On Attempts to Use Models Incorporating Long-Range Dependence in Long-Term Volatility Forecasting
Author | : Nicholas Reitter |
Publisher | : |
Total Pages | : 20 |
Release | : 2018 |
ISBN-10 | : OCLC:1304337744 |
ISBN-13 | : |
Rating | : 4/5 (44 Downloads) |
Download or read book On Attempts to Use Models Incorporating Long-Range Dependence in Long-Term Volatility Forecasting written by Nicholas Reitter and published by . This book was released on 2018 with total page 20 pages. Available in PDF, EPUB and Kindle. Book excerpt: ARFIMA models, as advocated by Jiang and Tian for use in long-term volatility forecasting, are found in a follow-up empirical study to be dominated by a certain simple historical predictor of stock price volatility at a five-year horizon. (This particular historical predictor is not recommended over more conventional methods, such as fifteen-year trailing historical volatility, due to bias-related concerns.) A relationship is observed between the estimated fractional-differencing parameter and the predictability of volatility.
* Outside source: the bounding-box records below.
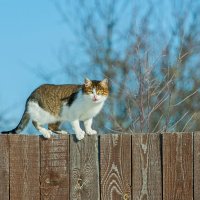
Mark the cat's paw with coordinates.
[42,129,52,139]
[86,129,97,135]
[76,130,85,140]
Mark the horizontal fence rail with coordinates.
[0,133,200,200]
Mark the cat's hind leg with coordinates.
[48,122,68,134]
[32,121,52,138]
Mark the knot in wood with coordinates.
[123,194,129,200]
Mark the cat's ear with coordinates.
[100,78,108,87]
[84,78,92,87]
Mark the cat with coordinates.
[2,78,109,140]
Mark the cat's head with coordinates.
[83,78,109,103]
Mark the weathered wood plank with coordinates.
[8,135,40,200]
[132,133,162,200]
[40,135,69,200]
[194,132,200,200]
[100,134,131,200]
[0,135,9,200]
[163,133,193,200]
[70,135,99,200]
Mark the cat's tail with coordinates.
[1,110,30,134]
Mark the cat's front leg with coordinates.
[84,118,97,135]
[71,120,85,140]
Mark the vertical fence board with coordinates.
[163,133,193,200]
[8,135,40,200]
[100,134,131,200]
[132,133,162,200]
[0,135,9,200]
[194,132,200,200]
[70,135,99,200]
[40,135,69,200]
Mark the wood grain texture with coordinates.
[163,133,193,200]
[100,134,131,200]
[70,135,99,200]
[8,135,40,200]
[194,132,200,200]
[132,133,162,200]
[0,135,9,200]
[40,135,69,200]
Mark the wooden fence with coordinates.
[0,133,200,200]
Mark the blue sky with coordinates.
[0,0,70,128]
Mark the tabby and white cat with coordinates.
[2,79,109,140]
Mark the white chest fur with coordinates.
[28,94,106,124]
For companies with estimated values of d around 0.3, volatility forecast-errors (using several forecast methods) are significantly smaller than for those with estimated d in the range of about (0.4, 0.5). Negative coefficients on ARFIMA forecasts, after controlling for long-run historical volatility within certain multivariate volatility prediction-models, is suggestive of a relationship between ARFIMA prediction-results and phenomena like structural breaks, which are not captured by the ARFIMA approach.